A statement from the foursome who appear on the Midday show reads: "Some viewers have expressed a frustration that we, as television presenters, have it easy and that we have no sense of the real hardship people are facing. Nothing could be further from the truth.
"For starters, we don't earn the huge salaries that others in broadcasting do. Everyone at TV3 including presenters has taken a pay freeze in recent months and we have watched some of our closest colleagues and friends lose their jobs here," they added.
The negative feedback from viewers came in response to controversial views aired by outspoken journalist Alan Cantwell during a discussion about the countries economic crisis last week.
The presenter incensed workers in the public sector when he claimed that they should stop complaining about the pension levies set to be implemented later this year.
"When are we as a nation going to stop whinging about it and recognise that this is the mess that we are in?" Alan asked.
"What is wrong with a pay cut in the current economic climate?
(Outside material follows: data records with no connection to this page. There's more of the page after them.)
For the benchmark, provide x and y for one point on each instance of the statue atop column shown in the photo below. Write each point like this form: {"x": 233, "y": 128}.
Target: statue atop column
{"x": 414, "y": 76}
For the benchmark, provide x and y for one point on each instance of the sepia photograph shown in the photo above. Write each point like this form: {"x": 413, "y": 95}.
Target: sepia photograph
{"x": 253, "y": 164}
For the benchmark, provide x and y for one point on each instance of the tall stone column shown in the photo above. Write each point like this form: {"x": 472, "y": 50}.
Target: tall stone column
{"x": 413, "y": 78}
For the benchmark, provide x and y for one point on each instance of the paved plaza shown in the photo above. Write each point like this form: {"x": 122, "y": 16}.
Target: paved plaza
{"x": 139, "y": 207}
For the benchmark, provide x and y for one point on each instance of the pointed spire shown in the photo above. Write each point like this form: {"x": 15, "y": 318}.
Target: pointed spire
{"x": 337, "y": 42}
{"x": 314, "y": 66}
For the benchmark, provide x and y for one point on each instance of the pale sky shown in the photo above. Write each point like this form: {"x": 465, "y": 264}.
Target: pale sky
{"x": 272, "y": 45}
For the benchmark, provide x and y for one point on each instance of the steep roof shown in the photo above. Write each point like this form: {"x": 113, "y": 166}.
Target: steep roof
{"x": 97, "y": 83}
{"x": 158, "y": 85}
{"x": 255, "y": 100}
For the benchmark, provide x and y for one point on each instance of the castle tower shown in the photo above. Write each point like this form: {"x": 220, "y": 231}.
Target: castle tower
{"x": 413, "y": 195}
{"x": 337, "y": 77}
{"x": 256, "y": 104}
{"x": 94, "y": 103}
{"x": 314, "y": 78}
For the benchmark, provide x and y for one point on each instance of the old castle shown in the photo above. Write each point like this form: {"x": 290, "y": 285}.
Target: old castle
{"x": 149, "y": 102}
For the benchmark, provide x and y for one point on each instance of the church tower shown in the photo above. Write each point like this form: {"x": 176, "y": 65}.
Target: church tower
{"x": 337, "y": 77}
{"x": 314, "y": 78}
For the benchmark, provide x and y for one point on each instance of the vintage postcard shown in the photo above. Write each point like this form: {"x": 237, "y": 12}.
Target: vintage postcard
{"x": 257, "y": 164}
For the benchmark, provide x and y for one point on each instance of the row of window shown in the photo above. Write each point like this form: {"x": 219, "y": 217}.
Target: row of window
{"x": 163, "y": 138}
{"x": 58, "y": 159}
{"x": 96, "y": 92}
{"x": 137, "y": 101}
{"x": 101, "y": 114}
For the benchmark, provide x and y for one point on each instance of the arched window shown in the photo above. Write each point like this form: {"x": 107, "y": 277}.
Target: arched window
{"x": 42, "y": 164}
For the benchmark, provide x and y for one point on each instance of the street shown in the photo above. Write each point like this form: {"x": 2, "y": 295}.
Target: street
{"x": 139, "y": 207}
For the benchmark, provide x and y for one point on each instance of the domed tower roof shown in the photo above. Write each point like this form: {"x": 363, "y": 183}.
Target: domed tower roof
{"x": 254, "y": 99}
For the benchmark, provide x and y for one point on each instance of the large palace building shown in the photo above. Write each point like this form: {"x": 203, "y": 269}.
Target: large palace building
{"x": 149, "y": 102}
What is wrong with the fact that they have security of employment and someone like me or whoever is in the private sector could be booted out tomorrow?
"To come out of this we have to pull together, we have to take that medicine," he added.
His comments proved to enrage those watching at home who demanded the TV3 star and his colleagues should take their own hit before preaching to the public.
The Midday hosts have refused to back down, however, and have instead vowed to keep discussing the credit crunch for as long as it remains a prevalent issue in our society.
They told the Herald: "Clearly, the issue of joblessness and the recession is gripping audiences to our Midday show, so much so, that we will focus on this issue for the foreseeable future.
"We must all play our part in protecting jobs and helping to get the economy back on its feet, for all our sakes," they added.
Alan, Colette and Martin denied that the response from viewers was "hate mail". "It was healthy feedback."